Récemment j’ai également obtenu le soutien de Honda France pour créer une série spécifique à la Marque en France, notamment en venant exposer en collaboration avec la marque sur le plus grand rassemblement Honda d’Europe, au Honda Euro Meet 2024 qui se tiendra à Clastres, dans l’Aisne, du 23 au 25 août.
C’est une véritable course contre la montre aujourd’hui pour trouver les propriétaires, avoir des disponibilités et planifier les shootings.
Dans tous les cas, l’objectif plus global reste le même: à travers la voiture et une époque, c’est un voyage dans le temps, et dans un art de vivre auquel je convie le regard. L’importance aussi de savourer chaque instant, justement parce que le temps…. est une donnée éminemment fugitive.
Et j’aimerai aussi aller au Japon poursuivre ma série sur les voitures japonaises ! Voilà comment une aventure totalement inattendue est en train de changer ma vie, et celle des amis qui m’accompagnent et me soutiennent dans ce projet. Bien que je sois l’artiste, les personnes qui m’entourent m’aident à dénicher des propriétaires, m’accompagnent sur les expositions et me donnent des axes de développement. Chacun s’investit à son échelle et faire cela tout seul n’est pas aussi passionnant que de le vivre à plusieurs !
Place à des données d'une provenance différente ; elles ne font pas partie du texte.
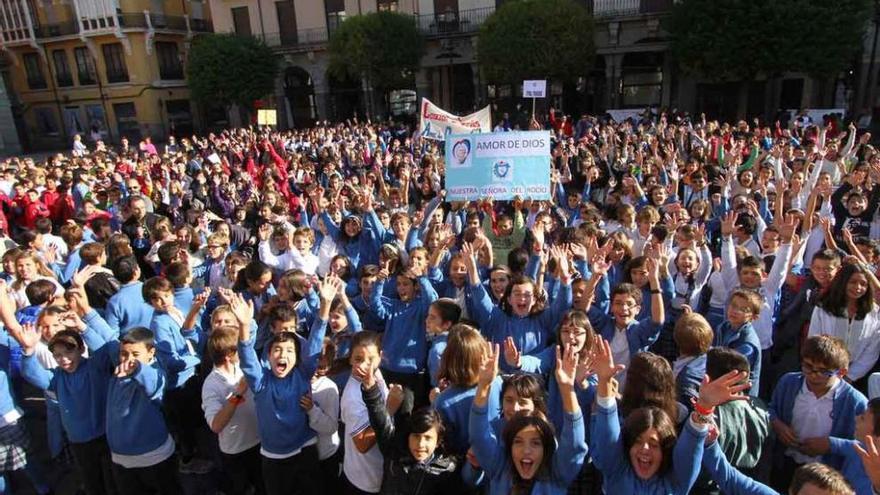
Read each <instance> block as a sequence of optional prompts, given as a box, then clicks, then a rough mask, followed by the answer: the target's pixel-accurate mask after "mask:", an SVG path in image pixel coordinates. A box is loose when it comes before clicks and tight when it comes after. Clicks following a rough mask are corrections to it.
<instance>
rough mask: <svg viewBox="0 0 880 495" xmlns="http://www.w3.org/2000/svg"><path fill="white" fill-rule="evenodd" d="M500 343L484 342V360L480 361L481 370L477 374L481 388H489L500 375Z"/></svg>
mask: <svg viewBox="0 0 880 495" xmlns="http://www.w3.org/2000/svg"><path fill="white" fill-rule="evenodd" d="M500 354H501V351H499V350H498V344H492V343H489V342H486V343H484V344H483V361H482V363H480V372H479V373H478V375H477V383H478V384H479V386H480V387H481V388H485V389H487V390H488V388H489V387H490V386H491V385H492V381H493V380H495V377H496V376H497V375H498V356H499V355H500Z"/></svg>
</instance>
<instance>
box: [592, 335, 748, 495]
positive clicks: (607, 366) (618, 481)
mask: <svg viewBox="0 0 880 495" xmlns="http://www.w3.org/2000/svg"><path fill="white" fill-rule="evenodd" d="M596 347H597V352H596V353H595V357H594V359H593V363H592V364H593V370H594V371H595V372H596V375H597V376H598V378H599V382H598V386H597V399H596V402H597V405H598V408H597V409H598V411H597V413H596V414H595V415H594V417H593V421H594V423H593V428H592V442H591V443H592V445H594V449H593V454H592V455H593V462H594V463H595V465H596V467H597V468H598V469H599V471H601V472H602V474H603V476H604V489H605V493H639V494H644V495H654V494H657V495H660V494H663V495H668V494H681V495H685V494H687V493H689V492H690V490H691V488H692V487H693V485H694V482H695V481H696V480H697V475H699V474H700V461H701V459H702V458H703V442H704V440H705V438H706V434H707V432H708V429H709V428H708V425H709V423H710V422H711V418H712V414H713V413H714V409H715V406H717V405H720V404H723V403H725V402H728V401H730V400H736V399H745V398H746V396H744V395H743V394H742V391H743V390H745V389H747V388H748V387H749V384H748V383H746V382H745V378H746V377H747V376H748V374H744V373H742V372H739V371H732V372H730V373H728V374H726V375H724V376H722V377H720V378H718V379H716V380H714V381H711V382H708V381H704V382H703V386H702V387H701V388H700V394H699V398H698V399H697V402H696V404H695V406H694V413H693V414H691V416H690V419H689V420H688V421H687V423H686V424H685V427H684V429H683V430H682V434H681V437H680V438H679V437H678V436H677V434H676V429H675V424H674V423H673V421H672V419H670V417H669V414H667V413H666V412H665V411H663V410H662V409H659V408H656V407H645V408H640V409H636V410H634V411H633V412H631V413H630V414H629V416H628V417H627V418H626V420H625V421H624V424H623V431H621V425H620V419H619V418H618V415H617V400H616V398H615V395H616V393H615V390H614V389H615V388H616V386H614V385H613V384H612V380H613V378H614V376H615V375H617V374H618V373H620V372H621V371H623V369H624V366H623V365H615V364H614V357H613V355H612V352H611V344H610V343H609V342H608V341H606V340H604V339H603V340H601V341H600V344H599V345H597V346H596ZM631 376H635V375H634V374H633V373H631ZM627 383H628V385H629V383H630V382H627ZM627 388H629V386H627Z"/></svg>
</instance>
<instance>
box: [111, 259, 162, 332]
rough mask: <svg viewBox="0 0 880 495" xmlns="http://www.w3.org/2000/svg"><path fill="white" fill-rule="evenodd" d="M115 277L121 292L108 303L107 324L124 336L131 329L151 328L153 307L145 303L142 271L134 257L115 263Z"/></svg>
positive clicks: (112, 298) (113, 267) (116, 261)
mask: <svg viewBox="0 0 880 495" xmlns="http://www.w3.org/2000/svg"><path fill="white" fill-rule="evenodd" d="M111 269H112V270H113V276H114V277H116V280H118V281H119V283H120V284H122V286H121V287H119V291H118V292H117V293H116V294H114V295H113V297H111V298H110V300H109V301H107V309H106V310H105V314H106V320H107V324H108V325H110V327H111V328H113V329H114V330H116V333H117V335H121V334H124V333H125V332H127V331H128V329H129V328H134V327H149V326H150V321H152V319H153V307H152V306H150V305H149V304H147V303H146V302H145V301H144V295H143V286H144V284H143V282H140V281H139V280H140V278H141V269H140V267H139V266H138V263H137V259H136V258H135V257H134V256H125V257H123V258H119V259H117V260H116V261H114V262H113V266H112V268H111Z"/></svg>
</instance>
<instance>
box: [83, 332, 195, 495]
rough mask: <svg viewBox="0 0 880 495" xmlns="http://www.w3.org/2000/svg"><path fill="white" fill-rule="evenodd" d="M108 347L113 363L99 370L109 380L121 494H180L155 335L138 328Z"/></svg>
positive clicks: (116, 481) (101, 367)
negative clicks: (156, 354) (127, 493)
mask: <svg viewBox="0 0 880 495" xmlns="http://www.w3.org/2000/svg"><path fill="white" fill-rule="evenodd" d="M106 345H107V346H111V347H110V349H108V350H107V351H106V354H104V355H106V356H107V359H105V360H102V361H100V365H99V366H98V368H99V369H100V370H101V371H102V372H103V373H104V375H105V376H106V377H108V378H109V385H108V388H107V401H106V406H107V407H106V410H105V416H106V418H107V427H106V431H107V444H108V445H109V446H110V458H111V459H112V461H113V478H114V479H115V480H116V486H117V488H118V489H119V493H159V494H161V495H176V494H179V493H181V492H182V489H181V487H180V484H179V482H178V477H177V462H175V457H174V440H173V439H172V438H171V435H170V434H169V432H168V427H167V425H166V424H165V417H164V415H163V414H162V397H163V392H164V390H165V375H164V374H163V373H162V370H161V369H160V367H159V363H158V361H156V359H155V357H156V348H155V344H154V341H153V332H151V331H149V330H147V329H146V328H133V329H131V330H129V331H128V333H126V334H125V335H124V336H123V337H122V340H121V341H119V342H117V341H111V342H109V343H108V344H106ZM116 350H118V353H117V352H114V351H116Z"/></svg>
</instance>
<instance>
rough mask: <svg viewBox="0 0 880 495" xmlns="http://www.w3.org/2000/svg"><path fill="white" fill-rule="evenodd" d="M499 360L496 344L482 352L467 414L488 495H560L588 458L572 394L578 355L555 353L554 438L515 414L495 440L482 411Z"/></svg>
mask: <svg viewBox="0 0 880 495" xmlns="http://www.w3.org/2000/svg"><path fill="white" fill-rule="evenodd" d="M499 355H500V351H499V348H498V345H492V346H491V351H489V352H486V354H485V356H484V358H483V362H482V364H481V366H480V370H479V383H478V385H477V392H476V396H475V397H474V402H473V406H472V408H471V413H470V427H469V430H470V443H471V446H472V449H473V451H474V454H475V455H476V459H477V461H478V462H479V464H480V467H481V468H482V469H483V470H484V471H485V472H486V474H487V476H488V478H489V480H490V481H489V493H490V495H506V494H509V493H533V494H542V495H545V494H546V495H562V494H565V493H567V492H568V486H569V484H571V482H572V481H573V480H574V479H575V478H576V477H577V475H578V473H579V472H580V470H581V467H583V464H584V459H585V458H586V455H587V443H586V441H585V440H584V417H583V413H582V412H581V409H580V406H579V405H578V401H577V397H576V396H575V392H574V382H575V368H576V366H577V356H576V355H575V352H574V351H573V350H569V351H568V352H566V353H565V354H564V355H561V351H557V364H556V381H557V383H559V387H560V390H561V396H562V401H563V411H564V414H565V420H564V422H563V427H562V431H561V432H560V434H559V435H558V436H557V435H554V433H553V428H552V426H550V424H549V423H548V422H547V421H546V420H545V419H544V418H543V417H541V416H539V415H525V414H517V415H515V416H514V417H513V418H512V419H511V420H510V421H509V422H508V423H507V425H506V426H505V428H504V433H503V436H502V438H498V437H497V435H496V434H495V432H494V430H493V429H492V427H491V419H492V418H491V416H490V415H489V413H488V411H487V406H488V404H489V397H490V396H491V395H492V393H493V392H492V384H493V383H495V377H496V375H497V373H498V356H499ZM554 446H555V447H556V448H555V449H554ZM608 493H618V492H608ZM619 493H624V492H619Z"/></svg>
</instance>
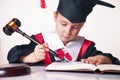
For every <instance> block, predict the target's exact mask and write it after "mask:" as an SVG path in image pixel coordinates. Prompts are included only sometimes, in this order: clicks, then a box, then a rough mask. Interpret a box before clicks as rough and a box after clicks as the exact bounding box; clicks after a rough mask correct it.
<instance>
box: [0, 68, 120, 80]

Propos recueillis par Anne DevaillyPierre Colsenet collabore étroitement avec Mickaël Triquet, qui dirige le laboratoire Impression d’Art: « C’est grâce à lui et son accompagnement que j’ai également pu développer des perspectives artistiques. C’est lui qui m’a conseillé différents papiers fine art notamment un qui est le Hahnemühle Baryta avec finition « Metallic », qui est désormais la signature de mes créations. Désormais, je collabore étroitement avec lui pour le développement de mes projets artistiques ».